Geospatial AI combines spatial data processing with large language models to enable natural language queries over geographic information systems. Rather than requiring users to write spatial SQL or GIS software expertise, an AI layer translates natural language into spatial operations and returns answers in plain language.

Architecture Overview

The architecture has three layers:

  1. Data layer - satellite imagery and vector data in S3, processed with GeoPandas/Shapely
  2. Index layer - spatial features and embeddings in OpenSearch for semantic and spatial search
  3. AI layer - Bedrock for natural language understanding and answer generation

Data Processing Layer

Satellite data ingestion - Satellite imagery (Sentinel-2, Landsat, commercial providers) arrives in S3 as GeoTIFF files. Lambda functions process these using the GDAL/Rasterio library (packaged as a Lambda layer or container image).

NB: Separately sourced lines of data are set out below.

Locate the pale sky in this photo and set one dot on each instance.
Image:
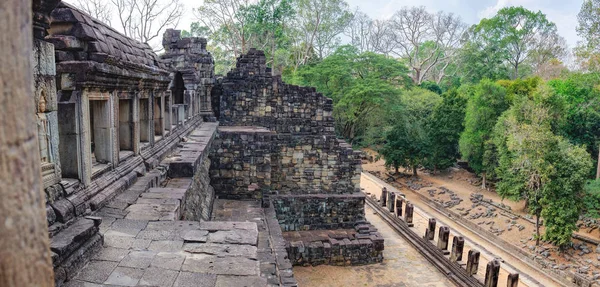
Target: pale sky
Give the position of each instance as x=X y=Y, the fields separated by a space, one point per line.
x=561 y=12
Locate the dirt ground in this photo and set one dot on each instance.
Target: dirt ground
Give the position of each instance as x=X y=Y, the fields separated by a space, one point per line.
x=460 y=191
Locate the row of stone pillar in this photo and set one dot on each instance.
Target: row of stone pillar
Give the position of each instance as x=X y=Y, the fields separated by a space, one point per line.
x=458 y=243
x=401 y=206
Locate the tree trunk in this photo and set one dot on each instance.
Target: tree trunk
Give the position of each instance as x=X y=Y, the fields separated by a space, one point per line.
x=483 y=180
x=598 y=168
x=24 y=243
x=537 y=229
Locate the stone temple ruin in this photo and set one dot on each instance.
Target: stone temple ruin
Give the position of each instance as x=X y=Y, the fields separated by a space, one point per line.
x=157 y=173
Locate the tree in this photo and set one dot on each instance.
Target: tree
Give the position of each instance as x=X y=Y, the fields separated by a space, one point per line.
x=369 y=35
x=444 y=128
x=588 y=29
x=486 y=102
x=267 y=21
x=481 y=57
x=581 y=96
x=408 y=144
x=227 y=26
x=145 y=20
x=540 y=167
x=99 y=9
x=25 y=259
x=411 y=28
x=360 y=84
x=520 y=33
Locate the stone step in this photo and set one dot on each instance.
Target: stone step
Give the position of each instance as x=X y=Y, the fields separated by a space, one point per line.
x=72 y=238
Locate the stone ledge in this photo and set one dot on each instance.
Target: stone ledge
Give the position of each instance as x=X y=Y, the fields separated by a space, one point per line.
x=343 y=247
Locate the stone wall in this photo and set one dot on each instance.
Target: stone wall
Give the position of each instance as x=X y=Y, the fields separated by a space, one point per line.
x=304 y=154
x=320 y=211
x=360 y=245
x=189 y=170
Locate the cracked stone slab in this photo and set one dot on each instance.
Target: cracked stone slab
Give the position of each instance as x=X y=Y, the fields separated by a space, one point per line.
x=233 y=237
x=240 y=281
x=111 y=254
x=158 y=277
x=226 y=225
x=138 y=259
x=97 y=271
x=237 y=266
x=168 y=260
x=195 y=236
x=222 y=250
x=192 y=279
x=166 y=246
x=124 y=276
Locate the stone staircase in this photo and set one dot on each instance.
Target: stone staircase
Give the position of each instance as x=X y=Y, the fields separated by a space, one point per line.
x=145 y=243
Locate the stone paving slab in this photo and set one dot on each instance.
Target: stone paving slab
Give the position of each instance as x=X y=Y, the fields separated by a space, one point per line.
x=147 y=252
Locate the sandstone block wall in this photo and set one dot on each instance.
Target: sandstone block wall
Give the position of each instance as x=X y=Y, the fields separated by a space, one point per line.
x=305 y=156
x=359 y=245
x=321 y=211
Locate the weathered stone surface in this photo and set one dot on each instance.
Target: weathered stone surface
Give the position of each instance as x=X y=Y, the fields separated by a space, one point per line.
x=222 y=250
x=195 y=236
x=74 y=236
x=124 y=276
x=154 y=276
x=192 y=279
x=202 y=263
x=245 y=281
x=97 y=271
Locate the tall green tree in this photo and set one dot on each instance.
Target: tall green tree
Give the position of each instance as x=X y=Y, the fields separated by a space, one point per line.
x=581 y=124
x=444 y=129
x=588 y=28
x=486 y=102
x=520 y=33
x=408 y=144
x=360 y=84
x=540 y=167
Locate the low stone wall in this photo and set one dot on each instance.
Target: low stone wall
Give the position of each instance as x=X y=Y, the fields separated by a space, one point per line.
x=190 y=165
x=247 y=161
x=319 y=211
x=343 y=247
x=241 y=162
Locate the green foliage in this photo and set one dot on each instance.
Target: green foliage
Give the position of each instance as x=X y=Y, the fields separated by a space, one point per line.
x=486 y=102
x=581 y=96
x=362 y=86
x=429 y=85
x=408 y=144
x=515 y=35
x=564 y=192
x=540 y=167
x=444 y=128
x=591 y=200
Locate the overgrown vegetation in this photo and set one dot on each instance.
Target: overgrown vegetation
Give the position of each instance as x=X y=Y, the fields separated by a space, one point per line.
x=495 y=94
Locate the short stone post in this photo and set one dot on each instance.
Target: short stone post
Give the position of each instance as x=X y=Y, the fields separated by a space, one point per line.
x=472 y=262
x=430 y=231
x=408 y=214
x=492 y=272
x=391 y=201
x=399 y=206
x=443 y=238
x=383 y=196
x=458 y=245
x=513 y=280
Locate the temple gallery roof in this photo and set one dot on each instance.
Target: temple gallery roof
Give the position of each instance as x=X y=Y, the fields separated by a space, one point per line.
x=80 y=41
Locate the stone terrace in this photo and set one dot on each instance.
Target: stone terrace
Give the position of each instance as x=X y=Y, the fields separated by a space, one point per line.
x=145 y=245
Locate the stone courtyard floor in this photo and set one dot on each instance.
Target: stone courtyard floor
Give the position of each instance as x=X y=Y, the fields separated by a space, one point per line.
x=145 y=246
x=402 y=266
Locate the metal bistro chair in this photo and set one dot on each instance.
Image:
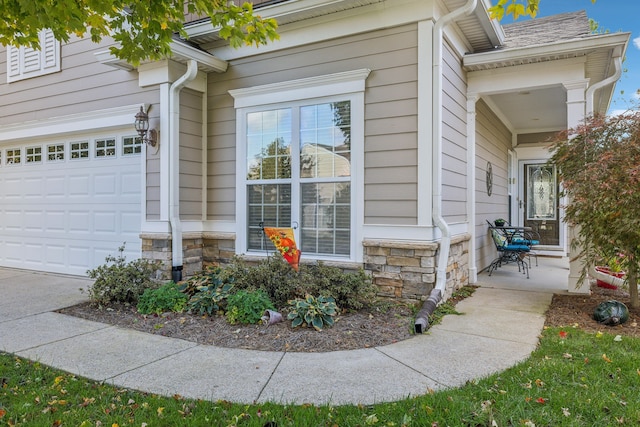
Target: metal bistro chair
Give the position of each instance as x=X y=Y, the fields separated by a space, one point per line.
x=521 y=236
x=508 y=252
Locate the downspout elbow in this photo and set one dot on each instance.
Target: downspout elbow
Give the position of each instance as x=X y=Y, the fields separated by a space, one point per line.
x=174 y=170
x=438 y=219
x=617 y=62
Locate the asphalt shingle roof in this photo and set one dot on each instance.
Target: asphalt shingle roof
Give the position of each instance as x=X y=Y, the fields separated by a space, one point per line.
x=564 y=26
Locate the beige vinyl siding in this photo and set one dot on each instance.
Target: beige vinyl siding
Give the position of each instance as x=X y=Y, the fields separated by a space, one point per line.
x=191 y=155
x=83 y=85
x=454 y=138
x=493 y=141
x=390 y=150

Processing extracts band values, computes indices (NDVI for vegetation, NDWI for water), and tiles large images into analysis-ready chunks.

Vector data processing - Administrative boundaries, road networks, land parcels, and point-of-interest datasets are stored as GeoJSON or Parquet files in S3. GeoPandas reads these into memory for spatial operations: intersection, buffer, nearest neighbor, and overlay analysis.

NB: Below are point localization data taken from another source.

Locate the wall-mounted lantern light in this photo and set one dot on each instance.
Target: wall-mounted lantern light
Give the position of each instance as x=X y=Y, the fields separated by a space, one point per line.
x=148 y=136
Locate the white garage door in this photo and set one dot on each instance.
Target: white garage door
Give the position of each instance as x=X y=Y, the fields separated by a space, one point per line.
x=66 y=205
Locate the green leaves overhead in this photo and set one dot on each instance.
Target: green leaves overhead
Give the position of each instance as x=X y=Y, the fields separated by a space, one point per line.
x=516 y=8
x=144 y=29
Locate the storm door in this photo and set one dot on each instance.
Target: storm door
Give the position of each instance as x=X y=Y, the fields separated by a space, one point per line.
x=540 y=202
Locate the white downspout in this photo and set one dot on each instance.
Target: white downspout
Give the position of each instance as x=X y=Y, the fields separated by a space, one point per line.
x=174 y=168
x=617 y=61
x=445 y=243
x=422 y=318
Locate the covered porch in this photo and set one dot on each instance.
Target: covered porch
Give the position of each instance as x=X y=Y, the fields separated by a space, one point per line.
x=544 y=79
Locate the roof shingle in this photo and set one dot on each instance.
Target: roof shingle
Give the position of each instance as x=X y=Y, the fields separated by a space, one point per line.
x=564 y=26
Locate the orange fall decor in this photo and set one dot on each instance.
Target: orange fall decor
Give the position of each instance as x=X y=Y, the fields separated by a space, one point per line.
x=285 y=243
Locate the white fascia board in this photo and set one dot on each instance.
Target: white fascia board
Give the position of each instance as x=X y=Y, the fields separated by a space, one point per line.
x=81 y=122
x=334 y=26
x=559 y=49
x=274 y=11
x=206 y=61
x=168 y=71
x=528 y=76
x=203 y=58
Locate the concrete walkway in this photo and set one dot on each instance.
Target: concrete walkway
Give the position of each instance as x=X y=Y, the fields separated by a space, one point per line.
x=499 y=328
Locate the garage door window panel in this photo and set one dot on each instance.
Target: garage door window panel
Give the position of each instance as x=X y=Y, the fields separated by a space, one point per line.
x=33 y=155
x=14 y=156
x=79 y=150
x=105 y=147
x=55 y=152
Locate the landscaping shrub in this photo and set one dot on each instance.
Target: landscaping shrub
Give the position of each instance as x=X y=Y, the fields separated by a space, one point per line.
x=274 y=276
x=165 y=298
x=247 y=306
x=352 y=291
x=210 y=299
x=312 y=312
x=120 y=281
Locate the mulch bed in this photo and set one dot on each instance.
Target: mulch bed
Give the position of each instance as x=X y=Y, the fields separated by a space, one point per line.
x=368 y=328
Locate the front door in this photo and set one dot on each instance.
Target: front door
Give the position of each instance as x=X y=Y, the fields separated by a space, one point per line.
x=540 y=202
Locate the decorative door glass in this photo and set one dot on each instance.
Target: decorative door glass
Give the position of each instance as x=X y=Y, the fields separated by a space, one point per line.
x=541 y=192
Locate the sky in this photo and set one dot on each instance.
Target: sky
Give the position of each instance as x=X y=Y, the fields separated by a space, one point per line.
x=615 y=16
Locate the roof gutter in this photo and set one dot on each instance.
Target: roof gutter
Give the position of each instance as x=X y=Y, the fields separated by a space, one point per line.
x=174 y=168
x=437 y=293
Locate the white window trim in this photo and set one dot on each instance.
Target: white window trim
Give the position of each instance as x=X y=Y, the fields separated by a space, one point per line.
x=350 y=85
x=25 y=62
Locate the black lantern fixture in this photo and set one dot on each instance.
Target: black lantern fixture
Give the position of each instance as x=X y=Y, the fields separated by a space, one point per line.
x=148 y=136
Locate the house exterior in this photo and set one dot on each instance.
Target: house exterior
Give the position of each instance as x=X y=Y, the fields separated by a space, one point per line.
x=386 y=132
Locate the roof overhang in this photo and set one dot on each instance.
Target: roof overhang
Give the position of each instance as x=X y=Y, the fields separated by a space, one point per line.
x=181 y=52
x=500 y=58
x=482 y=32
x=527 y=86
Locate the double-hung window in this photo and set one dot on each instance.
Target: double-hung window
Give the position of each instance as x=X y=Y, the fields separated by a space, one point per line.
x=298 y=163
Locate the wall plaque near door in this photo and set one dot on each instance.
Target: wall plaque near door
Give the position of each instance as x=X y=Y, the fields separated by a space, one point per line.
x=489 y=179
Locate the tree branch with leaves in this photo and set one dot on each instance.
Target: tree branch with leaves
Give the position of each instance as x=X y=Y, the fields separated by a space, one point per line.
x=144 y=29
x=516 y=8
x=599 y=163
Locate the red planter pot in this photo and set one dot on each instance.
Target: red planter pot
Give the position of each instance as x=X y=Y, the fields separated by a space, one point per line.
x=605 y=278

Shapely geometries power the computational geometry operations: polygon containment checks, distance calculations, convex hull generation, and geometry simplification for storage optimization.

Feature extraction - From raw raster and vector inputs, the pipeline extracts meaningful features: land use classification per parcel, proximity to infrastructure, elevation statistics, change detection comparing images from different dates.

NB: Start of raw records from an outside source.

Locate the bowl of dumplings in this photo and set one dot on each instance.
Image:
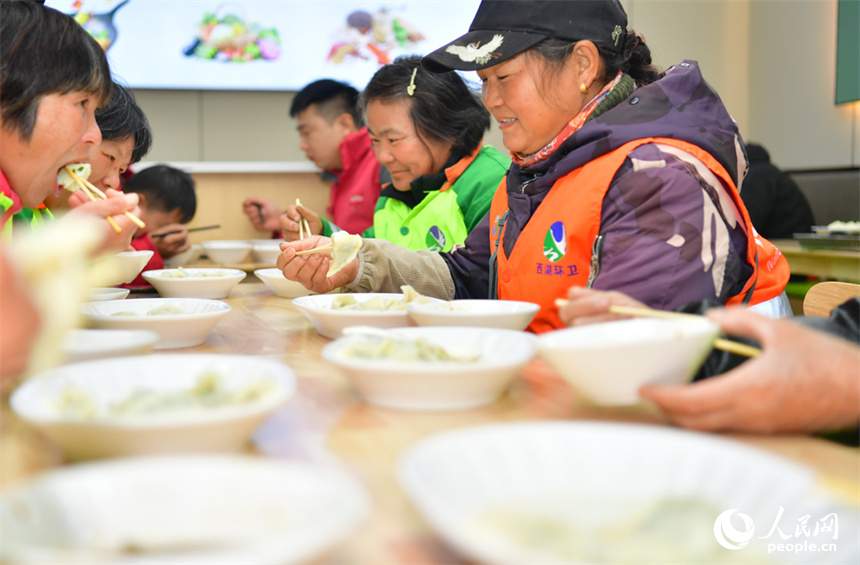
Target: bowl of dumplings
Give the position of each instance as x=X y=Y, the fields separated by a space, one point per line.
x=121 y=268
x=332 y=313
x=431 y=369
x=179 y=322
x=194 y=283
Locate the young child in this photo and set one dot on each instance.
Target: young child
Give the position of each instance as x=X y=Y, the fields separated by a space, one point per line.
x=167 y=202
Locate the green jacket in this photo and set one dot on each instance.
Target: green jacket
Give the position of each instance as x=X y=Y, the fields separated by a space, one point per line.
x=444 y=215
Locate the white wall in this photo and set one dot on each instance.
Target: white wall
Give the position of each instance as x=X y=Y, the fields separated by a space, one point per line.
x=772 y=61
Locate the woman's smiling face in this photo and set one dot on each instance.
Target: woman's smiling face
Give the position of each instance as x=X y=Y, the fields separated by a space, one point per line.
x=528 y=117
x=108 y=160
x=398 y=146
x=64 y=130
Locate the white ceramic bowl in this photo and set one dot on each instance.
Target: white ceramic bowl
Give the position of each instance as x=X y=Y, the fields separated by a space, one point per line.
x=280 y=285
x=586 y=492
x=448 y=385
x=84 y=345
x=175 y=331
x=501 y=314
x=609 y=362
x=108 y=382
x=266 y=251
x=181 y=510
x=331 y=323
x=195 y=283
x=121 y=268
x=99 y=294
x=190 y=255
x=227 y=252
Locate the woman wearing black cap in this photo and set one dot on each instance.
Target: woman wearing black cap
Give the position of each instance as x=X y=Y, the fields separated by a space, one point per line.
x=623 y=178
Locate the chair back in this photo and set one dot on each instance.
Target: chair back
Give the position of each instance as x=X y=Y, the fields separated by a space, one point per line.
x=824 y=297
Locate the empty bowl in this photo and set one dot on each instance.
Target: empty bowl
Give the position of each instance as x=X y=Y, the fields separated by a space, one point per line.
x=404 y=369
x=227 y=252
x=194 y=283
x=280 y=285
x=107 y=293
x=266 y=251
x=609 y=362
x=180 y=322
x=121 y=268
x=83 y=345
x=331 y=323
x=188 y=256
x=502 y=314
x=181 y=509
x=588 y=492
x=154 y=403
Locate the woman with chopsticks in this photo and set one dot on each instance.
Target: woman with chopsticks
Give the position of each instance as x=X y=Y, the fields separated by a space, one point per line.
x=624 y=178
x=53 y=77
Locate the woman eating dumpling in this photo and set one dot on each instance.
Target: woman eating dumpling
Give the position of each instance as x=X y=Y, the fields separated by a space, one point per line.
x=54 y=77
x=426 y=130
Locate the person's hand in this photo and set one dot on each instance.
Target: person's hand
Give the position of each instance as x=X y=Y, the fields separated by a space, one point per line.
x=310 y=269
x=263 y=213
x=804 y=380
x=174 y=241
x=588 y=306
x=114 y=206
x=290 y=222
x=20 y=320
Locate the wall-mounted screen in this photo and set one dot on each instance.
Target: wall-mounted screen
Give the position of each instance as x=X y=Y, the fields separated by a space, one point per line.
x=262 y=45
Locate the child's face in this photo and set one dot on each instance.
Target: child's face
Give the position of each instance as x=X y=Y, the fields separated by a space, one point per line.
x=157 y=219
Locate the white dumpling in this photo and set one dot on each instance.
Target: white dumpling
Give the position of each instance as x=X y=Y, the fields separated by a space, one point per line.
x=345 y=248
x=64 y=179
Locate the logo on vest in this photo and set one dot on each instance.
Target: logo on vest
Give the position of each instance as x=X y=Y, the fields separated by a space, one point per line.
x=555 y=242
x=435 y=239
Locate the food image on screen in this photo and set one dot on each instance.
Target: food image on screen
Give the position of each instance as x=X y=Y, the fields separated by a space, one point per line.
x=230 y=38
x=372 y=37
x=100 y=26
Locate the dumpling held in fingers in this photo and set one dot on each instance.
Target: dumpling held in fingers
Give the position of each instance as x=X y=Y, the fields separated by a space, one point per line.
x=345 y=248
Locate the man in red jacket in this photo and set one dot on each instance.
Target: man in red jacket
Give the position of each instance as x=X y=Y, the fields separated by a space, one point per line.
x=335 y=139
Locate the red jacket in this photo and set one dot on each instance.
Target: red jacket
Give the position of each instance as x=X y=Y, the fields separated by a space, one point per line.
x=145 y=243
x=356 y=190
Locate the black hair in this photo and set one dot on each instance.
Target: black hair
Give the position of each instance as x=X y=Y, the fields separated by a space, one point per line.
x=332 y=99
x=166 y=189
x=442 y=105
x=634 y=59
x=122 y=118
x=43 y=51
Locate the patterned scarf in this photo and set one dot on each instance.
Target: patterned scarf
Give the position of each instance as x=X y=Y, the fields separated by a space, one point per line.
x=572 y=126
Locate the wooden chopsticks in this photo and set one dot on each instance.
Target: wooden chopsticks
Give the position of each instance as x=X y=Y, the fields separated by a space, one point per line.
x=88 y=189
x=304 y=226
x=719 y=343
x=316 y=250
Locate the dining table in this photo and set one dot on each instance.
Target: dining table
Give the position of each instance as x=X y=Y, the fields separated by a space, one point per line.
x=327 y=421
x=831 y=264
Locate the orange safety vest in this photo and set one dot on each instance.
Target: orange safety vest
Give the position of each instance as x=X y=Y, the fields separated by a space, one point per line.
x=551 y=256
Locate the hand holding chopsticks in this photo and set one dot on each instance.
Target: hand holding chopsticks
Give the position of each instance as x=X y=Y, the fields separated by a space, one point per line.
x=92 y=191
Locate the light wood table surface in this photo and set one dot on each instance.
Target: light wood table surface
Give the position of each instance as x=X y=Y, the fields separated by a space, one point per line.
x=327 y=421
x=833 y=264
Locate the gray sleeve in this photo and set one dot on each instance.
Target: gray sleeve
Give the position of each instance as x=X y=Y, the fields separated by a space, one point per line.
x=385 y=267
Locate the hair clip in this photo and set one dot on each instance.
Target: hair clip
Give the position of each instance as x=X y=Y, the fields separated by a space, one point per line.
x=410 y=90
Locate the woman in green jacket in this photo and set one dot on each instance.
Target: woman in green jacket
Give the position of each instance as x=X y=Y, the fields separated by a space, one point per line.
x=427 y=131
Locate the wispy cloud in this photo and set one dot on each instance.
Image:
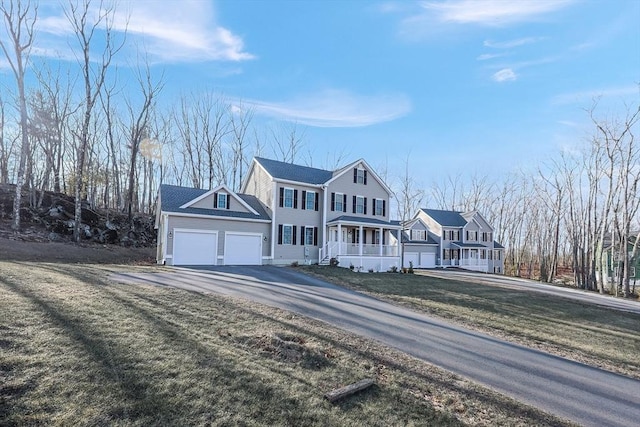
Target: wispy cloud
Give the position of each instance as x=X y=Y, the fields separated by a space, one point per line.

Index Layer: OpenSearch Spatial Index

OpenSearch (via the k-NN and geo-point field types) serves as the retrieval layer for two query types:

Semantic search - Spatial features are described in natural language (“urban residential area near a river, elevated flood risk”). These descriptions are embedded using Bedrock Titan Embeddings and stored as vectors. At query time, a user’s question is embedded and matched against the most relevant features.

Geo-point search - OpenSearch’s native geo-point and geo-shape fields enable bounding box queries, distance filters, and polygon containment. A query like “find all commercial parcels within 500m of a flood zone” executes as a compound geo filter.

The index schema combines both: each document has a text description (for semantic search), a geo-point or geo-shape (for spatial filter), and metadata fields (area, land use code, risk score).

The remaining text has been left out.